Another aspect of how storytelling reflected the psychological twilight of the time was the extraordinary popularity in the second half of the twentieth century of the `soap opera, simple, untaxing dramas regularly broadcast on radio or television portraying the everyday lives of a community of `ordinary' people. From the 1960s onwards, no form of television entertainment attracted a larger or more devoted following, from I Love Lucy through Dallas to Friends, from Coronation Street and Eastenders to Neighbours.

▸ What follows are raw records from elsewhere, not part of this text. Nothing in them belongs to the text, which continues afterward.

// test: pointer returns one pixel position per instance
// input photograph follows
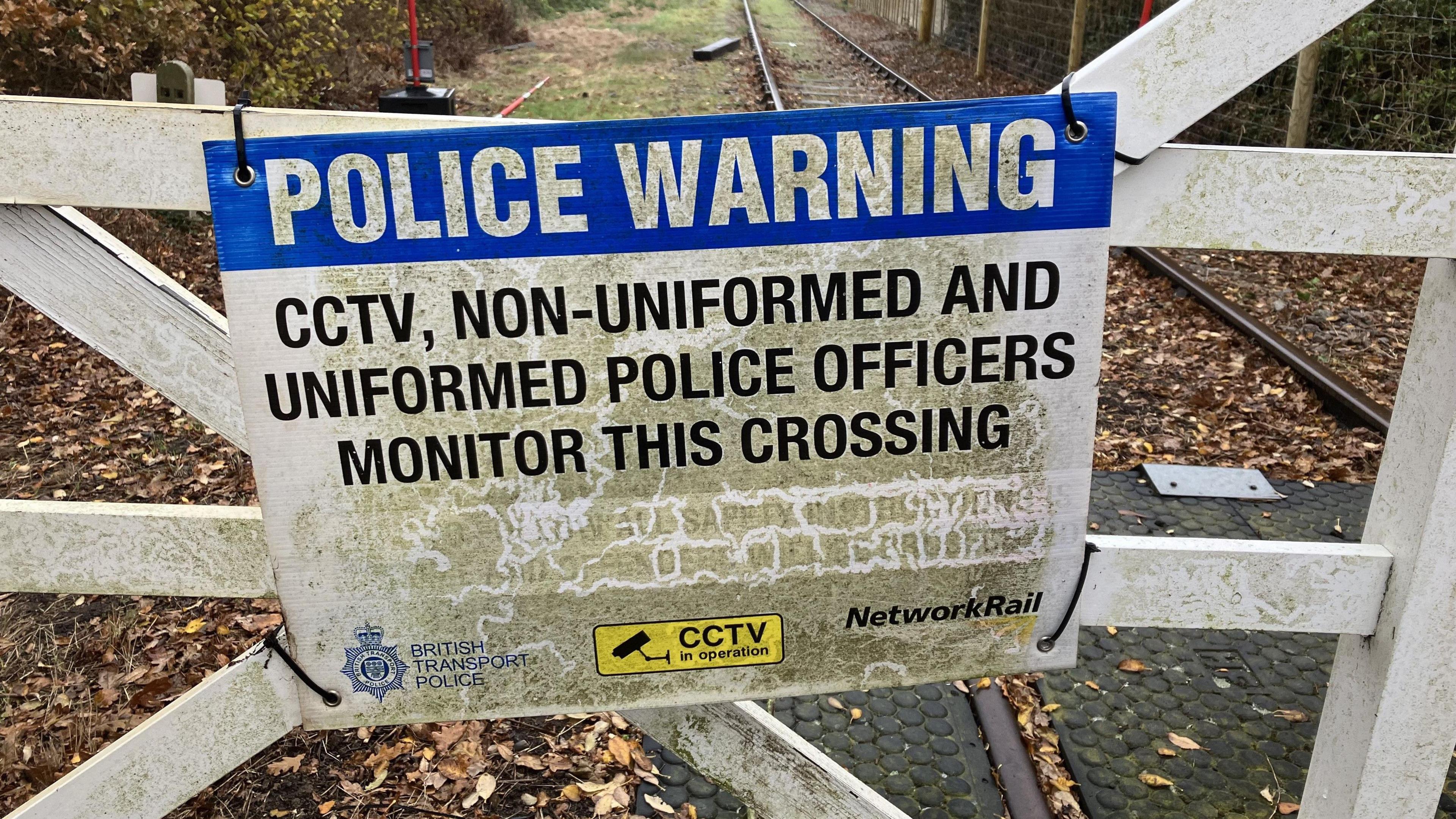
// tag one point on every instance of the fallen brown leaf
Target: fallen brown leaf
(1154, 780)
(619, 750)
(447, 735)
(147, 697)
(455, 767)
(286, 766)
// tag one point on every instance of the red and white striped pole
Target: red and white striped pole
(520, 100)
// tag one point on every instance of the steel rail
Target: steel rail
(1015, 774)
(1010, 757)
(1327, 382)
(764, 60)
(865, 56)
(1350, 401)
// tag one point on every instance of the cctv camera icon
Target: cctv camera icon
(634, 646)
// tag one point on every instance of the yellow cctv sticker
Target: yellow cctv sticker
(689, 645)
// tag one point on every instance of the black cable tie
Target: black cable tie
(1076, 130)
(331, 698)
(244, 174)
(1050, 642)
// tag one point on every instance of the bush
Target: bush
(287, 53)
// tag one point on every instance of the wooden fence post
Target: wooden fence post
(1304, 100)
(927, 19)
(1079, 30)
(1390, 720)
(985, 38)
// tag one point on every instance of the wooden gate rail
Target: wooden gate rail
(101, 549)
(196, 741)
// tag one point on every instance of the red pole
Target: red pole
(414, 41)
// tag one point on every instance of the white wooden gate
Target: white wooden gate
(1392, 698)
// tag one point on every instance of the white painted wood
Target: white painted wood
(771, 769)
(1327, 202)
(121, 549)
(104, 154)
(1390, 720)
(1197, 55)
(81, 276)
(1221, 584)
(207, 93)
(181, 750)
(133, 549)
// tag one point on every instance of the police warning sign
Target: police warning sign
(545, 417)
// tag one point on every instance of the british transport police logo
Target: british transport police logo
(373, 667)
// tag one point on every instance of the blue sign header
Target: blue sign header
(688, 183)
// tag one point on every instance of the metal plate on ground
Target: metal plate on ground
(1174, 480)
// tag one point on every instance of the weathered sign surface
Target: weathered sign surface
(631, 414)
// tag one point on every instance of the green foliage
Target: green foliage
(549, 9)
(1387, 79)
(287, 53)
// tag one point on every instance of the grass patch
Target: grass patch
(625, 59)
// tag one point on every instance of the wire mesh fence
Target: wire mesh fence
(1387, 79)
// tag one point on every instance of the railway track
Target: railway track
(820, 89)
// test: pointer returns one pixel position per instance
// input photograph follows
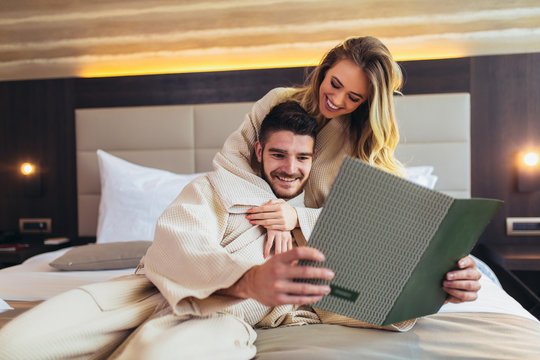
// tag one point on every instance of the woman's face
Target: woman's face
(345, 86)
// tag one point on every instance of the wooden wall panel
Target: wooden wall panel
(213, 87)
(38, 120)
(505, 108)
(38, 125)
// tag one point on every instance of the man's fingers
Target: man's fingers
(268, 245)
(287, 299)
(263, 209)
(466, 262)
(462, 285)
(457, 296)
(301, 253)
(467, 274)
(307, 272)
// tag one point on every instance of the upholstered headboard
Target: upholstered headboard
(435, 130)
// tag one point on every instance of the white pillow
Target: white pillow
(133, 197)
(421, 175)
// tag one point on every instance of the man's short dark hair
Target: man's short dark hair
(289, 116)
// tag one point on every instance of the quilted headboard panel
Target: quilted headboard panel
(184, 139)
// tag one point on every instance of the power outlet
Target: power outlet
(35, 226)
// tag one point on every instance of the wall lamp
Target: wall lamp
(528, 167)
(32, 178)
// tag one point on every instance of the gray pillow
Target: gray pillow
(106, 256)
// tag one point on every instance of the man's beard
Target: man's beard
(281, 174)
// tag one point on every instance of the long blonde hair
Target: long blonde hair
(373, 127)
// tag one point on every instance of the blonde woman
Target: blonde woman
(350, 93)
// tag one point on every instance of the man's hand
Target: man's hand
(272, 283)
(276, 214)
(463, 285)
(282, 241)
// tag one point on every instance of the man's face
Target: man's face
(286, 162)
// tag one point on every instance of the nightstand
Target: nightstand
(17, 256)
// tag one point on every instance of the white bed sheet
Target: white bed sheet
(36, 280)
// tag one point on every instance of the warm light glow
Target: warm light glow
(27, 169)
(530, 159)
(224, 59)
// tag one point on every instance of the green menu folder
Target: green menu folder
(390, 243)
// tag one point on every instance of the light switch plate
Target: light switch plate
(35, 226)
(523, 226)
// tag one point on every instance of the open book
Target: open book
(390, 243)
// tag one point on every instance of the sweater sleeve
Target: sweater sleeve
(186, 261)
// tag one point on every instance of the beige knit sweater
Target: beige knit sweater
(204, 243)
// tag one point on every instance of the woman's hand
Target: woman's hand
(276, 214)
(281, 239)
(463, 285)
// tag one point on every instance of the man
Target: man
(208, 262)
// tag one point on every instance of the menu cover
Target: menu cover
(390, 243)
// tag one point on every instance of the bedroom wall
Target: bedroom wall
(37, 123)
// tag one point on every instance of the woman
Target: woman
(350, 93)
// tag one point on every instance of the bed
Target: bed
(148, 153)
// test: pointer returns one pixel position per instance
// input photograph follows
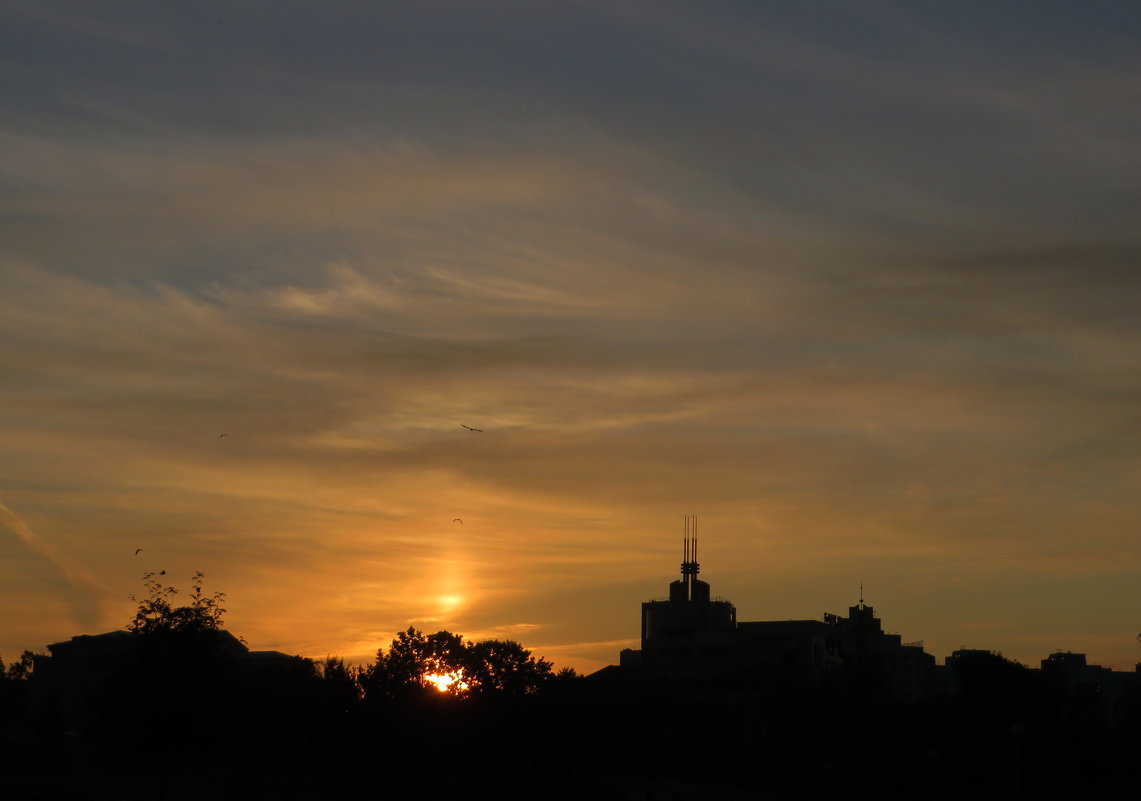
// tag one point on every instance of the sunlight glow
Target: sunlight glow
(446, 682)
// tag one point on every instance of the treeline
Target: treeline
(189, 713)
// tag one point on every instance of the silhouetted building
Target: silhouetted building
(1093, 692)
(70, 686)
(692, 632)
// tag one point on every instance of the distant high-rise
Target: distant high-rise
(690, 632)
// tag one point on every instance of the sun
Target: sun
(446, 682)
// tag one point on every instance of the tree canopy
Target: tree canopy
(446, 662)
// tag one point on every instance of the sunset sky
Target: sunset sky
(856, 282)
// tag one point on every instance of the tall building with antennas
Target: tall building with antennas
(688, 625)
(689, 632)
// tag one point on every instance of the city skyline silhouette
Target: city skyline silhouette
(289, 291)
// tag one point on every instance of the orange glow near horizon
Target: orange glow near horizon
(446, 682)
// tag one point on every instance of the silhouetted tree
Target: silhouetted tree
(503, 666)
(179, 677)
(21, 670)
(156, 614)
(415, 661)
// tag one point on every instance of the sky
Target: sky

The most obvious feature of the soap opera was the way it used the power of stories like a mental drug, addicting its audiences and keeping them hooked by playing sentimentally on their emotions. Soap operas exploited all the basic archetypal material of storytelling by reducing it to a mechanical formula, designed to set up a continual stream of teasing or heart-tugging suspense. Boy meets girl. Boy betrays girl. Can they make it up? Man intent on behaving badly seeks to deceive. Man is caught out in his deception. Will he get away with it? Not only is every situation in a soap opera stereotyped, so is the language in which it is couched. No character ever speaks except in cliches. In real life `ordinary' people often use unex pected or quirky turns of phrase. In a soap opera they never say anything which has not been said a million times before. But in plot terms the most significant characteristic of soap operas is that their stories never truly resolve. The aim of the industrial process which creates them is to produce an unending succession of emotional cliff-hangers, to keep the audience switching on to see what happens next - whereas the archetypal purpose of any proper story is that it must eventually work up to a full-scale climax, followed by a conclusion which resolves everything that has gone before.16
Related to the soap opera, although less mechanical in its construction, was its more obviously episodic counterpart, the situation comedy, usually centred on the life of a particular family or a small group of people who had for some reason been brought intimately together. A study carried out in the late 1980s of the 25 most popular situation comedies on American television which centred on the life of a family found that in 24 of them the most intelligent and sensible member of the family was the mother, followed by her children, The stupidest family member, most prone to act foolishly, was the father.
At the end of the century this was echoed in the most popular cartoon sitcom ever produced by American television, The Simpsons, where the self-deluding schemes of the father, Homer, made him the perpetual fall-guy.